知应抬手对着虚空挥了一下衣袖,二人的面前立时出现了一系列场景。
一个极精致的房间,一张圆形大床,被褥床铺极其凌乱,顶上水蓝色的床幔被人胡乱的扎捆悬吊着。月白长袍上半身裸露的男子平躺在床上,脸色惨白,胸口三寸左右的伤口上暗黑的鲜血不停的往外喷涌,伤口周边的肌肤正慢慢萎缩逐渐消失。血染尽了身下的床褥,顺着流往了地上,屈膝在床侧的玘眉头紧锁,神色凝重,一手紧紧地握着床上人的手,另一手不停地往男子的百位穴注入神气。床边的一侧屏风,瑶从里面走了出来,额头上布满珠汗,脸色苍白,手里捧着一只白玉碗,急步走到了床前……

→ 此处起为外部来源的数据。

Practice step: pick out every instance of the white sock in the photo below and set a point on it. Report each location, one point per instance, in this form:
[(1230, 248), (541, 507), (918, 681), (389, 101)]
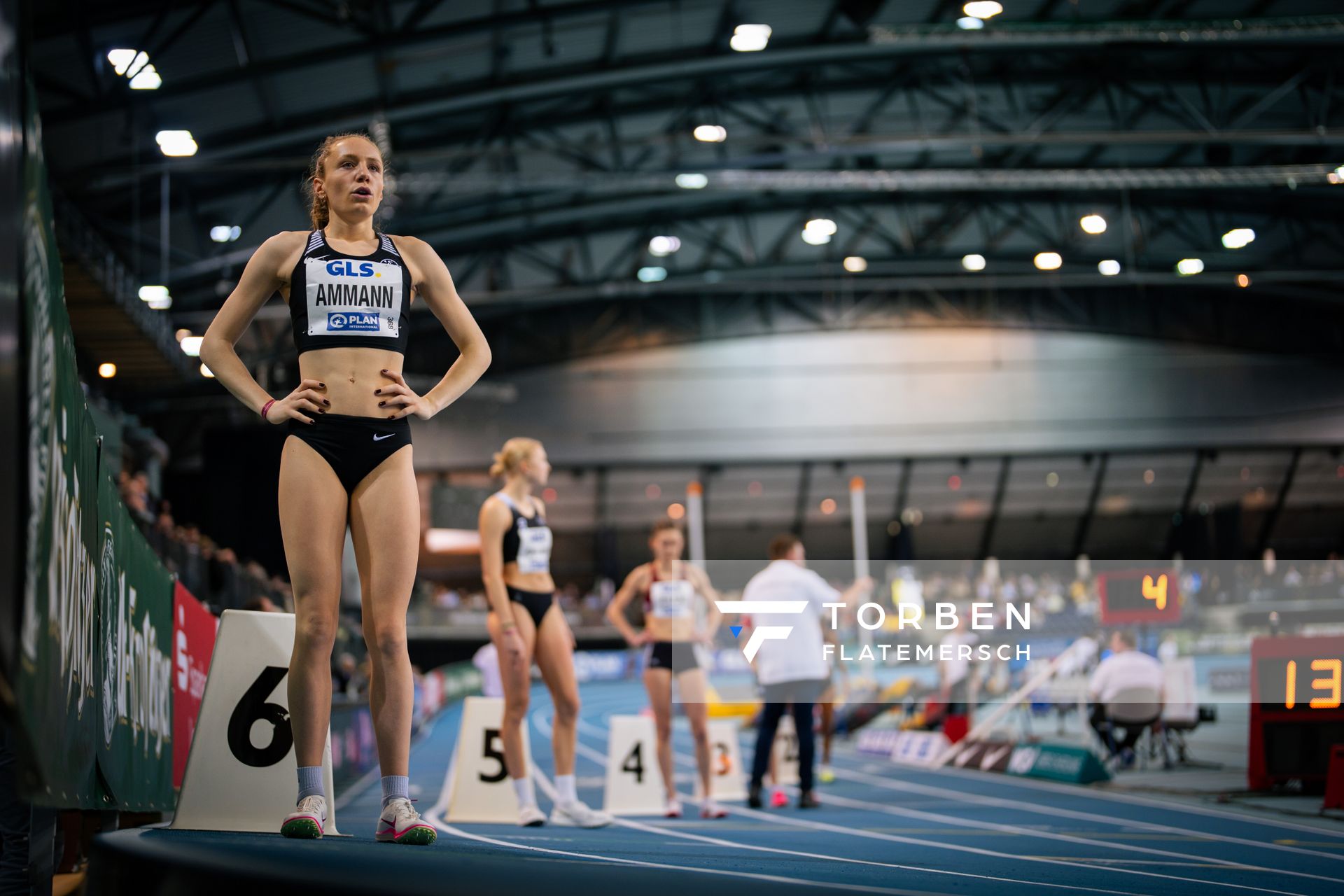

这是琰遇刺,龙珠下凡后,知应在赶来时凑巧在门外看到的这一幕。而如今为了刺激唤醒苏洛身体里琰和玘的神气元灵,就用神法幻像了出来。
苏洛看清了碗里所盛的东西后,一声“瑶儿”下意识地叫了出口。知应单手结印指向了苏洛,瞬间一道白光从苏洛的芯门中倾泻而出。封印被启,属于琰的那份灵魂被知应释放了出来。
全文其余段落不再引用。